# Megazorb/Aubiose



## GEM01 (Jan 29, 2013)

Hi There,

I am looking to change the type of litter I use in my rabbitry. Currently I use pets at home wood pellets but I am not really liking them.
I have seen others advise Megazorb and Aubiose as they are fresh and highly absorbant (something I need with a couple of very wet females). 

Which have you used? and how did you find them?

I am also looking for suppliers of them in the North West region in or around the following areas: Bury, Rochdale, Ramsbottom, Todmorden, Oldham, Leigh, Bolton, Horwich, Haslingden, poss Accrington.
I am looking for somewhere to collect from as I don't want to be stung for delivery charges as I know these can be quite a lot. :rolleyes5:

Can anyone help please?


----------



## Guest (Jan 30, 2013)

I've used both 

I used to be a megazorb fan (still am really) but recently changed over to Auboise.

Both are very absorbent, however Auboise is more absorbent.
Although both claim to be dust free megazorb is wood based so over time it will still break down and create dust, there is little to no dust in Auboise.
Auboise come in bigger bales so lasts much longer.


The only real down side of Auboise is locating it, if you have a local equestrian feed merchant near by then they will be your best bet to get hold of either product without ordering them online


----------



## SammyJo (Oct 22, 2012)

I use Megazorb, I would like to change to Aubiose but the stockists are few and far between. My nearest is almost 80 miles away, my local country stores dont stock it 

Megazorb is very good tho


----------



## Guest (Jan 30, 2013)

SammyJo said:


> I use Megazorb, I would like to change to Aubiose but the stockists are few and far between. My nearest is almost 80 miles away, my local country stores dont stock it
> 
> Megazorb is very good tho


Mine has to order it in especially for me, if you ask your local might do the same


----------



## Wobbles (Jun 2, 2011)

I use and like both, but prefer aubiose as its not dusty and the bag goes further between my hamsters and gerbils.

Aubiose suppliers:Aubiose Ltd | Getting the best out of Aubiose

Megazorb suppliers: Nationwide Stockists: Graze-On Range of Grass-Based Forage Feeds

I ask my farm shop to order a bag in at the start of each month, so if you have farm/country stores it might be worth asking. I have family in the north west and there's always loads of horses up there when I visit, so try a equine supplier too.


----------



## Kaori (Sep 26, 2012)

You can bed almost anything on Aubiose (with the exceptions of course) and we used to use it for the horses.
Try both and see what you like best


----------



## Hel_79 (Jun 14, 2011)

Delivery's not bad with these guys: Megazorb Wood Pulp Horse Bedding


----------



## GEM01 (Jan 29, 2013)

Thank you everyone, you opinion has helped a lot.

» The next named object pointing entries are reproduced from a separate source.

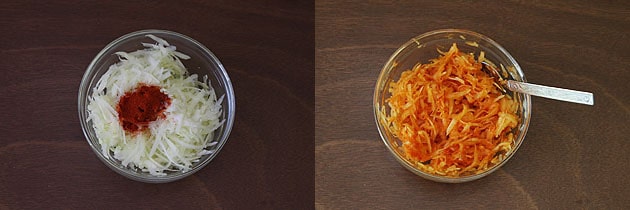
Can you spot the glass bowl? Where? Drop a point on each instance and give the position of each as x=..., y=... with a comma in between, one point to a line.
x=202, y=62
x=420, y=50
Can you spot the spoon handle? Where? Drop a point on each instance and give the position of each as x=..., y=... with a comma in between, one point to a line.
x=561, y=94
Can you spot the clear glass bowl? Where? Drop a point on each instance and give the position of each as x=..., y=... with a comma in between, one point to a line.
x=423, y=48
x=202, y=62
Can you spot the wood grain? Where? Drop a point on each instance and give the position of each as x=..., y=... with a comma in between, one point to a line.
x=574, y=156
x=267, y=49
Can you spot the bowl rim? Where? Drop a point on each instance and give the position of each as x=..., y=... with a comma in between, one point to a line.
x=526, y=106
x=113, y=164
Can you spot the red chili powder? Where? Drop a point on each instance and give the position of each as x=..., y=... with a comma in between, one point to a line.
x=141, y=106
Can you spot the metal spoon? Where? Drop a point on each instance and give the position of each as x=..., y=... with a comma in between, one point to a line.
x=555, y=93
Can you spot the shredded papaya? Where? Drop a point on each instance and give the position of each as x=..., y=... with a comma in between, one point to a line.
x=449, y=117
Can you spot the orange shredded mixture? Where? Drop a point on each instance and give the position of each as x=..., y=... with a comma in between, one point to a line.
x=451, y=119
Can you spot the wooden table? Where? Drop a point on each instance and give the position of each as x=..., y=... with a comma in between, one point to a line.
x=574, y=156
x=267, y=49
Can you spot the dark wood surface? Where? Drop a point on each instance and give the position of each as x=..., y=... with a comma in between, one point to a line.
x=267, y=49
x=574, y=156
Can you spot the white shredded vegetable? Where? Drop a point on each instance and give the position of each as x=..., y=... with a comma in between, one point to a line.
x=172, y=143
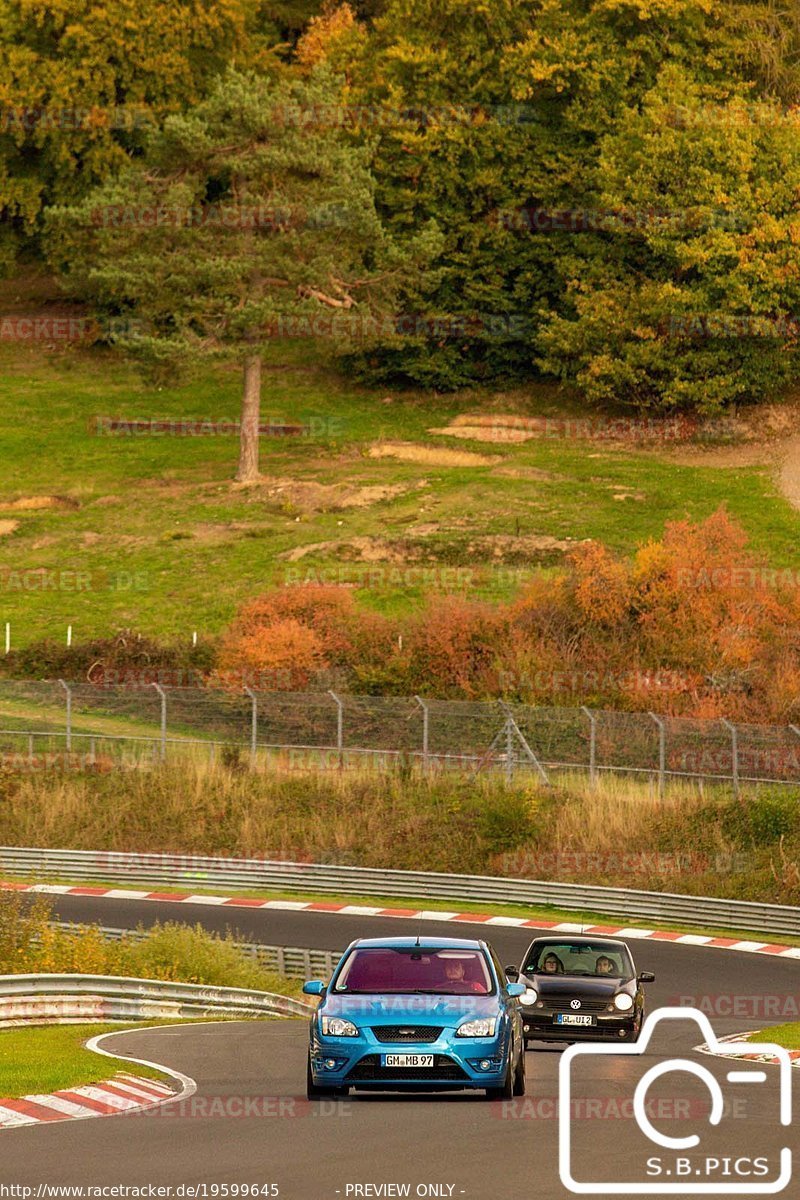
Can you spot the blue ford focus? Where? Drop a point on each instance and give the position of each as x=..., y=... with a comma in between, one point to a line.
x=416, y=1014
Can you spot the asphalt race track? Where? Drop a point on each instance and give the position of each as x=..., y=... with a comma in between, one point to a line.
x=250, y=1121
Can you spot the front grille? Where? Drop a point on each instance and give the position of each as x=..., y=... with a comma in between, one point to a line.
x=370, y=1068
x=563, y=1005
x=407, y=1032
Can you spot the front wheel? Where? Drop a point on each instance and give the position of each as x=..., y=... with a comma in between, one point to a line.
x=505, y=1091
x=519, y=1075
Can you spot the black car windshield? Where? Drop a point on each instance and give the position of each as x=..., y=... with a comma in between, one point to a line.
x=578, y=958
x=446, y=972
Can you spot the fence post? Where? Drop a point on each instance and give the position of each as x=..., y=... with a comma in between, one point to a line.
x=163, y=719
x=253, y=726
x=68, y=712
x=509, y=744
x=734, y=751
x=340, y=726
x=593, y=744
x=662, y=753
x=426, y=761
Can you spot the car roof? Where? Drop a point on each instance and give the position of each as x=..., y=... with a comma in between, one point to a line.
x=422, y=943
x=576, y=939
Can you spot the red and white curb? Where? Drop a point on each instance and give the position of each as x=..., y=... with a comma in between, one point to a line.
x=122, y=1093
x=739, y=1039
x=467, y=918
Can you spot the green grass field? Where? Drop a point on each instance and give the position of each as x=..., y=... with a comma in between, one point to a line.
x=47, y=1059
x=783, y=1035
x=164, y=543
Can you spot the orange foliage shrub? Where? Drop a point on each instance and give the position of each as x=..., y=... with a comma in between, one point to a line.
x=290, y=633
x=693, y=624
x=451, y=647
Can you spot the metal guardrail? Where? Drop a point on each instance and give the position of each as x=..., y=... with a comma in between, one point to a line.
x=29, y=999
x=194, y=873
x=293, y=961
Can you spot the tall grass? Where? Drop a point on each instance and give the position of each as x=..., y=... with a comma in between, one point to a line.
x=31, y=945
x=619, y=833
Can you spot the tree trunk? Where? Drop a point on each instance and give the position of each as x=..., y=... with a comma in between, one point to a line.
x=251, y=417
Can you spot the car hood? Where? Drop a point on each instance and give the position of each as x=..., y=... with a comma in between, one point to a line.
x=554, y=987
x=413, y=1009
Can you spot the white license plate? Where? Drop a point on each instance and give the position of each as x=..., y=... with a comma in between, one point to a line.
x=408, y=1060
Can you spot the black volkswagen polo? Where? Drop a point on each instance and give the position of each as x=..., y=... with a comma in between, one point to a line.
x=581, y=988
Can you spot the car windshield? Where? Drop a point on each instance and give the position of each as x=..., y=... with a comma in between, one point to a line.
x=578, y=959
x=447, y=972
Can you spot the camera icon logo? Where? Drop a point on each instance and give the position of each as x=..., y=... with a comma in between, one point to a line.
x=675, y=1170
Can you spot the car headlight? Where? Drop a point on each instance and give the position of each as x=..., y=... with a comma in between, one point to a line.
x=482, y=1027
x=337, y=1027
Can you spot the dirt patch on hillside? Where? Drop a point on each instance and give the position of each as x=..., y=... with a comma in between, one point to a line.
x=498, y=433
x=488, y=547
x=359, y=550
x=35, y=503
x=306, y=496
x=431, y=456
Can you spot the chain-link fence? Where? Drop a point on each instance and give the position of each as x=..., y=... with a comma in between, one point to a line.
x=52, y=724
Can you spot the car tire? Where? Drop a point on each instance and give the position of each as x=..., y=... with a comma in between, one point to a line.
x=519, y=1075
x=313, y=1091
x=505, y=1091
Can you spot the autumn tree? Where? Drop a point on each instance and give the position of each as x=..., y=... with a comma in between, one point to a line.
x=248, y=216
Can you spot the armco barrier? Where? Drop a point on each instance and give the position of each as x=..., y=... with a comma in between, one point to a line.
x=49, y=999
x=193, y=873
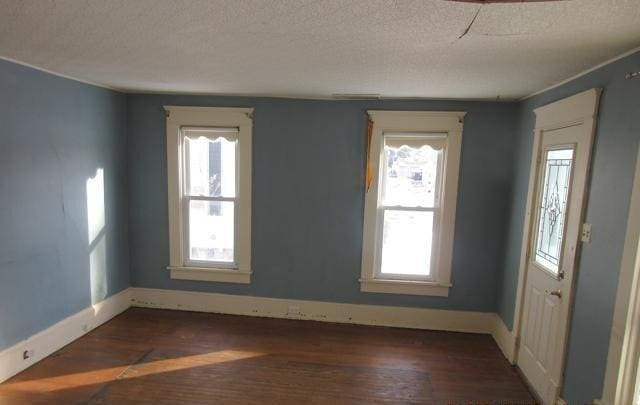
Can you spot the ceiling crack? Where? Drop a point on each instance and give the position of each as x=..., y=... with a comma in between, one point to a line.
x=466, y=31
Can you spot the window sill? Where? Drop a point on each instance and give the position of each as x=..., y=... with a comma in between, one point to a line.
x=404, y=287
x=210, y=274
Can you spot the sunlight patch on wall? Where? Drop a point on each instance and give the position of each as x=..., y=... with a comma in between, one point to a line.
x=97, y=242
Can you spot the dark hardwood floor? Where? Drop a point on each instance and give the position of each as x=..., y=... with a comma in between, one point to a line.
x=170, y=357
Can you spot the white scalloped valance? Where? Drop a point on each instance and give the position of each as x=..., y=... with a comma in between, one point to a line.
x=230, y=134
x=435, y=142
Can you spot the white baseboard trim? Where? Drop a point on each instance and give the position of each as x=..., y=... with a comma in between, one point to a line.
x=46, y=342
x=504, y=338
x=69, y=329
x=402, y=317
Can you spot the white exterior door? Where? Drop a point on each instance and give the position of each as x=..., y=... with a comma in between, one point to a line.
x=562, y=155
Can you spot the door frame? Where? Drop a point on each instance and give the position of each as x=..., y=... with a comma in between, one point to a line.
x=579, y=109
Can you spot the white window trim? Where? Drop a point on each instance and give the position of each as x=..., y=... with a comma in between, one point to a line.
x=177, y=118
x=437, y=122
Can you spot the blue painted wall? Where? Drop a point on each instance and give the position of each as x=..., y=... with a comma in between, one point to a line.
x=54, y=135
x=615, y=153
x=308, y=160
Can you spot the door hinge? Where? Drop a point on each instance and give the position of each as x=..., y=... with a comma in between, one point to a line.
x=586, y=233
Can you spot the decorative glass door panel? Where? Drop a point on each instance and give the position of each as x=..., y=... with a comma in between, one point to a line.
x=552, y=209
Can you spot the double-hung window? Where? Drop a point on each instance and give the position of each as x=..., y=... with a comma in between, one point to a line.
x=410, y=206
x=209, y=167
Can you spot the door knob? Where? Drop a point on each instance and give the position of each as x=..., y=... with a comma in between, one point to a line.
x=557, y=293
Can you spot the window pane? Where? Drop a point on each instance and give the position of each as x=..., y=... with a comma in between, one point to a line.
x=553, y=205
x=211, y=167
x=211, y=231
x=411, y=177
x=406, y=242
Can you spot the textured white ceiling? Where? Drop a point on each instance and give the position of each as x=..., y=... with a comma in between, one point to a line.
x=400, y=48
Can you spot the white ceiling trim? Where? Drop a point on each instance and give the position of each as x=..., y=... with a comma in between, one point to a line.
x=585, y=72
x=326, y=98
x=51, y=72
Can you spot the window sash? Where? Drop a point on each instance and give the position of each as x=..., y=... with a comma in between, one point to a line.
x=434, y=244
x=414, y=140
x=186, y=234
x=212, y=134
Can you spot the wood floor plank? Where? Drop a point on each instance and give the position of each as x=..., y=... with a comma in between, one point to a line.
x=148, y=356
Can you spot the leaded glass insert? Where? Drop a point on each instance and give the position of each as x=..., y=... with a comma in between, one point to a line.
x=553, y=208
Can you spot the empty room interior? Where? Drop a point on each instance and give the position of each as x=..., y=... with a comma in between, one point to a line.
x=320, y=201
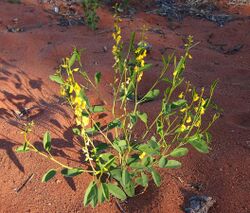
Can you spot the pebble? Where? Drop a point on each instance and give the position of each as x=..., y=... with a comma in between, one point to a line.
x=56, y=9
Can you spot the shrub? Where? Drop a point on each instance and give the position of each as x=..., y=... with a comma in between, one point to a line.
x=120, y=165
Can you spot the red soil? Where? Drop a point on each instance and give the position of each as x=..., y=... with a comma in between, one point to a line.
x=28, y=58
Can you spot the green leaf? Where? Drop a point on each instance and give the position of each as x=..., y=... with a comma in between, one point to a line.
x=56, y=78
x=96, y=109
x=116, y=174
x=101, y=197
x=90, y=193
x=168, y=108
x=130, y=189
x=105, y=190
x=115, y=123
x=83, y=95
x=143, y=116
x=156, y=177
x=143, y=180
x=133, y=118
x=120, y=145
x=151, y=95
x=48, y=175
x=167, y=80
x=72, y=58
x=178, y=103
x=116, y=191
x=147, y=161
x=71, y=172
x=163, y=162
x=179, y=152
x=198, y=143
x=145, y=67
x=98, y=76
x=23, y=148
x=173, y=164
x=101, y=147
x=47, y=141
x=179, y=69
x=125, y=177
x=76, y=131
x=131, y=42
x=153, y=143
x=159, y=127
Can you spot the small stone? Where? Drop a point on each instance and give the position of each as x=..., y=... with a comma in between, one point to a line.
x=56, y=9
x=105, y=49
x=15, y=20
x=200, y=204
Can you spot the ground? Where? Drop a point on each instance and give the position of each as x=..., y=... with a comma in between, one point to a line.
x=27, y=59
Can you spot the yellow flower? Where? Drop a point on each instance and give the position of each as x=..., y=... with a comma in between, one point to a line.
x=142, y=155
x=182, y=128
x=189, y=119
x=139, y=58
x=139, y=77
x=202, y=110
x=78, y=112
x=198, y=123
x=62, y=91
x=196, y=97
x=85, y=120
x=77, y=88
x=138, y=50
x=77, y=101
x=136, y=68
x=203, y=102
x=78, y=122
x=181, y=95
x=183, y=110
x=118, y=39
x=71, y=89
x=142, y=63
x=114, y=49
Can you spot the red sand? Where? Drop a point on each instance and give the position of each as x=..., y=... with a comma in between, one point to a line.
x=28, y=58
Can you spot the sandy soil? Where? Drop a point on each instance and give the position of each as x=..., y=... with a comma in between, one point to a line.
x=28, y=58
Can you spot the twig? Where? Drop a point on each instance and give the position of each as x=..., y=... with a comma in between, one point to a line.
x=24, y=183
x=119, y=206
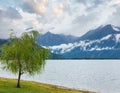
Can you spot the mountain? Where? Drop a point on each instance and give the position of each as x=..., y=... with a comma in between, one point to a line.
x=103, y=42
x=50, y=39
x=100, y=32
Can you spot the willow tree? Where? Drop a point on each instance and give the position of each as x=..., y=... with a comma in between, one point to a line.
x=23, y=55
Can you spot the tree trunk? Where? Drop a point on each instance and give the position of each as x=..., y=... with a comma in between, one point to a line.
x=19, y=76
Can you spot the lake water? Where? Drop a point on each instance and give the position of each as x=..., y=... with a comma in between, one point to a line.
x=102, y=76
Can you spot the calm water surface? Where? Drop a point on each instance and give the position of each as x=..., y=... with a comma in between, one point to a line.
x=102, y=76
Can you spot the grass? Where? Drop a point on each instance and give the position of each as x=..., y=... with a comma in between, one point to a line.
x=9, y=86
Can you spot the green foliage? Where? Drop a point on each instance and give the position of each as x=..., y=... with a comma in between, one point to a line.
x=23, y=55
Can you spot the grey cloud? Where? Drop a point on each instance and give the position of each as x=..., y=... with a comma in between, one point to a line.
x=10, y=13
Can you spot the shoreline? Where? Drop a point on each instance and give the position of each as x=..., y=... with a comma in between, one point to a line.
x=51, y=85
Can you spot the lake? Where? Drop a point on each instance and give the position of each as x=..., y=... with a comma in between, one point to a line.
x=102, y=76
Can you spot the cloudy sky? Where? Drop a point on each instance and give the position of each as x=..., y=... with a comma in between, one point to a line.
x=74, y=17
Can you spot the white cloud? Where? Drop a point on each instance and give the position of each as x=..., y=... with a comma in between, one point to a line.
x=74, y=17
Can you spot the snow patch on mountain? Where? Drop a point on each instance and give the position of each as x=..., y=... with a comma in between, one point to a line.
x=85, y=45
x=115, y=28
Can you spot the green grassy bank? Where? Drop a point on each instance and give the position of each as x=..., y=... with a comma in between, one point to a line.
x=9, y=86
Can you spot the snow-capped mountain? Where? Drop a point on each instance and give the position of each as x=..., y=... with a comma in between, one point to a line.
x=50, y=39
x=103, y=42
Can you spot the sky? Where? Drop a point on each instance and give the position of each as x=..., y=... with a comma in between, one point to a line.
x=71, y=17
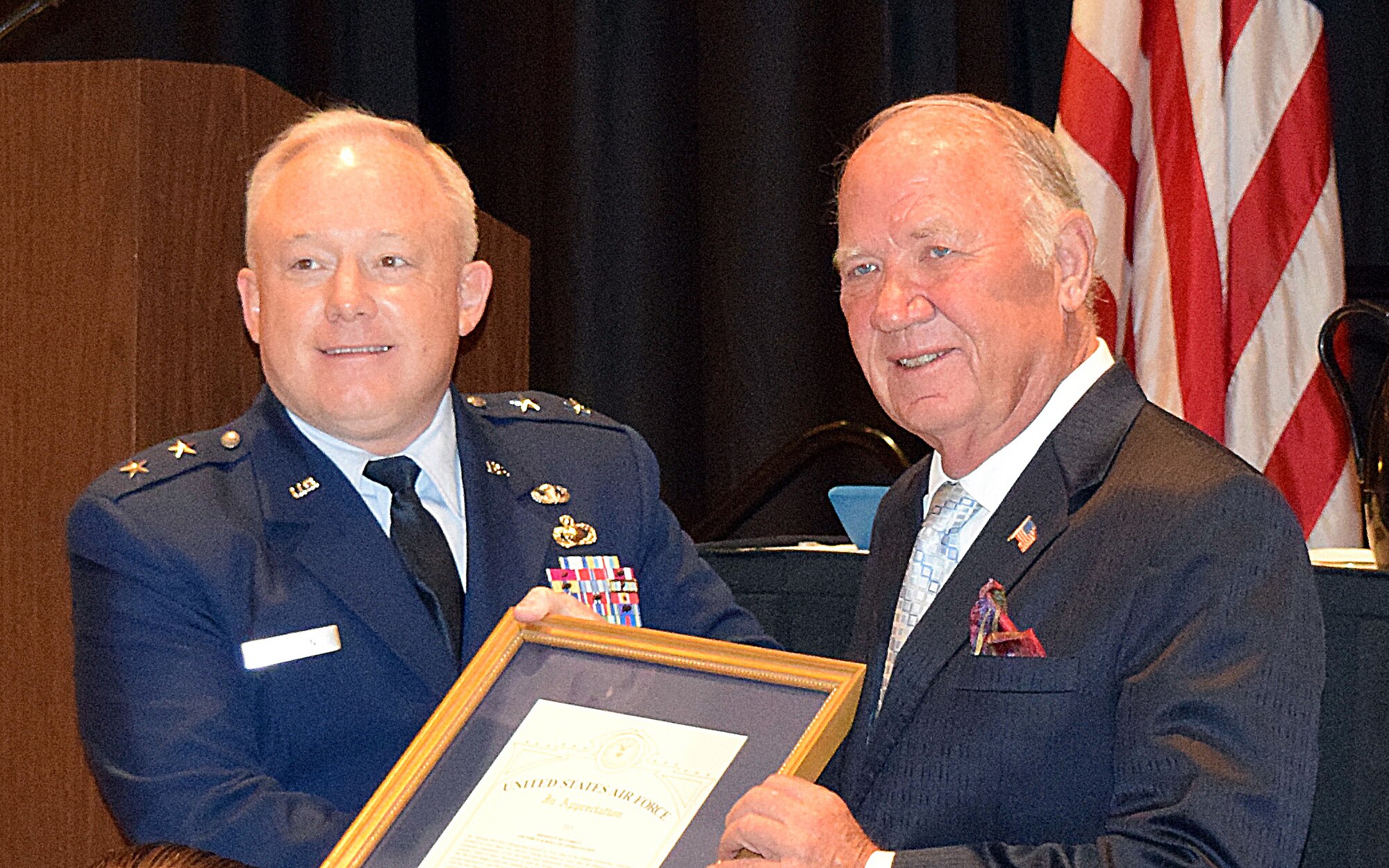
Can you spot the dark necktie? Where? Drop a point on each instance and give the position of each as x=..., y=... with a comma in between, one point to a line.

I think the Aubiose is more tempting to try 1st. Thank you for the pointers of where to try and get it from, I think I might have found somewhere 1/2hr drive from me that might stock it via Aubiose website. 
I'm going to give them a call today to check they have it in stock 

I'll let you know how it goes x


----------



## jaxb05 (Apr 12, 2009)

I have been using megazorb and think it's great but I can't find where I ordered it from and now can't find anyone to order to me (N. Ireland) any equestrian place I ring locally hasn't heard of either. Looking into Aubiose now to see if I can find anyone willing to post here. Hope I find some soon as I'm almost out of megazorb.


----------



## hazyreality (Jan 11, 2009)

We have 2 Aubiose stockists within half hour of me according to that, once my snowflake chip bale has gone I might try that 
How much should I expect to pay for a bale? Can it be used as a bottom layer of bedding, so on the floor of the shed do you think? I am actually quite happy with the wood pellets in the trays


----------



## Guest (Feb 1, 2013)

hazyreality said:


> We have 2 Aubiose stockists within half hour of me according to that, once my snowflake chip bale has gone I might try that
> How much should I expect to pay for a bale? Can it be used as a bottom layer of bedding, so on the floor of the shed do you think? I am actually quite happy with the wood pellets in the trays


I pay £10:49 for a bale here, shouldn't be much different to you


----------



## hazyreality (Jan 11, 2009)

B3rnie said:


> I pay £10:49 for a bale here, shouldn't be much different to you


OK, not too bad then, more expensive than the snowflake wood chip (not shavings) but might still be worth it


----------



## Guest (Feb 1, 2013)

hazyreality said:


> OK, not too bad then, more expensive than the snowflake wood chip (not shavings) but might still be worth it


It's more absorbent than shavings and no dust what so ever


----------